Simultaneous classification and generation.
(A) Classification accuracy on the MNIST dataset for hybrid predictive coding, standard predictive coding and amortised inference. Each line is the average classification accuracy across three seeds; the shaded area corresponds to the standard deviation. The x-axis denotes the number of batches. (B) Generative loss. The panel shows the averaged mean-squared error between the lowest level of the hierarchy (which is fixed to the sensory data during testing) and the top-down predictions from the superordinate layer, plotted against batches, for HPC and standard PC. This metric provides a measure of how well each model is able to generate data. The seeds used are the same as those used in panel (A) (i.e., the data is from the same run). (C) Illustrative samples taken from HPC at the end of learning. These images are generated by activating a single nodes in the highest layer (corresponding to a single digit), and performing top-down predictions in a layer-wise fashion. The images correspond to the predicted nodes at the lowest layer. (D) As in (C) but for standard predictive coding.
Fig 4.
(A) Classification accuracy of the hybrid predictive coding model and the bottom-up, amortised predictions as a function of number of batches. The asymptotic convergence demonstrates that placing an uncertainty-aware threshold on the number of iterations has no influence on (asymptotic) model performance. Plotted are average accuracies over 5 seeds and shaded regions are the standard deviation. (B) Average number of iterations (for iterative inference) as a function of test batch. Amortised predictions provide increasingly accurate estimates of model variables, reducing the need for costly iterative inference.
Fig 5.
Classification accuracy under fixed iterations.

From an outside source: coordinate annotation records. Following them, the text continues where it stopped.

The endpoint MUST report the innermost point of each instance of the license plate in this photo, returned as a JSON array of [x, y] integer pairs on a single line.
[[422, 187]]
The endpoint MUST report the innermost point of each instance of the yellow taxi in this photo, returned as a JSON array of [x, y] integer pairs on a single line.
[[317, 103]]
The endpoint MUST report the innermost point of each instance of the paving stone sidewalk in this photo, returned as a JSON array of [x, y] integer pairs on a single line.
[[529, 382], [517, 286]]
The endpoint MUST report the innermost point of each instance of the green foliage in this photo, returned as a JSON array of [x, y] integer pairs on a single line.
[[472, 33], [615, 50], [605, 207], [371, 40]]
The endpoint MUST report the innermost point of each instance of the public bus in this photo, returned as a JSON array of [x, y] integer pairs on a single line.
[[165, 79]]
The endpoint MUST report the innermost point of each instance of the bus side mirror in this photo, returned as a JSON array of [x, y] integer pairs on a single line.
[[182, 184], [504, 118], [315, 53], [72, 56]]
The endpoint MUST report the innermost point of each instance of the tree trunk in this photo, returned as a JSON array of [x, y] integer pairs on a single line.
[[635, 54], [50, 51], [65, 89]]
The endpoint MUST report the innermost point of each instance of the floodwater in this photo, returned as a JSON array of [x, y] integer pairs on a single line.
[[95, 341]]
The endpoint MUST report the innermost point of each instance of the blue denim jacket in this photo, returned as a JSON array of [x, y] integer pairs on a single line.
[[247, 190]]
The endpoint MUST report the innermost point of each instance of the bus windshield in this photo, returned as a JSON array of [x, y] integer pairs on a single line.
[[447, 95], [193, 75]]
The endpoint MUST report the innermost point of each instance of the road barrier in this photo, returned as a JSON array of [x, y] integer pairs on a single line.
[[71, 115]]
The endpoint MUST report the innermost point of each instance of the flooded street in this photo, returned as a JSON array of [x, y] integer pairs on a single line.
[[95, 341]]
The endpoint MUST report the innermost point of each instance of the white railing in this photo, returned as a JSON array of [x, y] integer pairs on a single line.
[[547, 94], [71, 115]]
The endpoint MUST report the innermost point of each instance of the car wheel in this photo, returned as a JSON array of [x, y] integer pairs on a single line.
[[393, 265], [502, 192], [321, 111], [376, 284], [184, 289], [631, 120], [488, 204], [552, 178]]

(A) 10 iterations. The accuracy of HPC and the amortised predictions is mostly unaffected by the reduced number of iterations, whereas standard predictive coding fails to classify at all. (B) 25 iterations. The classification accuracy of standard predictive coding slowly decreases over batches, illustrating a common pathology observed in these simulations. (C) 50 iterations. Standard predictive coding approximately matches the performance of hybrid predictive coding, but begins to decline later in training. (D) 100 iterations. There are no significant differences between the accuracies of hybrid and standard predictive coding. Together, these results demonstrate that hybrid predictive coding enables effective inference and maintains higher performance with a substantially fewer amount of inference iterations required than standard predictive coding. Plotted are mean accuracies over 5 random network initializations. Shaded areas are the standard deviation.
Fig 6.
Accuracy as a function of dataset size.
(A) 100 examples. The accuracy of hybrid predictive coding is lower than with the full dataset, but still high given the relatively small amount of data the network has been exposed to (0.17 percent). The accuracy of the amortised predictions is significantly worse (B) 500 examples (C) 1000 examples. (D) 5000 examples. Together, these results demonstrate that bottom-up, amortised inference is far more sensitive to the time spent training, compared to the full hybrid architecture. Importantly, the poor performance of amortised inference at the start of learning does not negatively impact the speed at which iterative inference learns. Plotted are the mean accuracies over 5 seeds. Shaded areas represent the standard deviation.
Fig 7.
Additional properties of the HPC model.
(A) Example evolution of the label entropy over the course of an inference phase. The initial amortized guess has relatively high entropy (uncertainty over labels) which progressively reduces during iterative inference. This is consistent with the viewpoint that the iterative inference phase refines the initial amortized guesses. (B) The number of inference steps required over an example training run. Due to the superior initialization provided by the amortized connections, far fewer iterative inference steps are required. (C) Adaptive computation time based on task difficulty. On a well learned task, the number of inference iterations required decays towards 0. However, when there is a change in data distribution, additional iterative inference iterations are adaptively utilized to classify the new, more challenging, stimuli.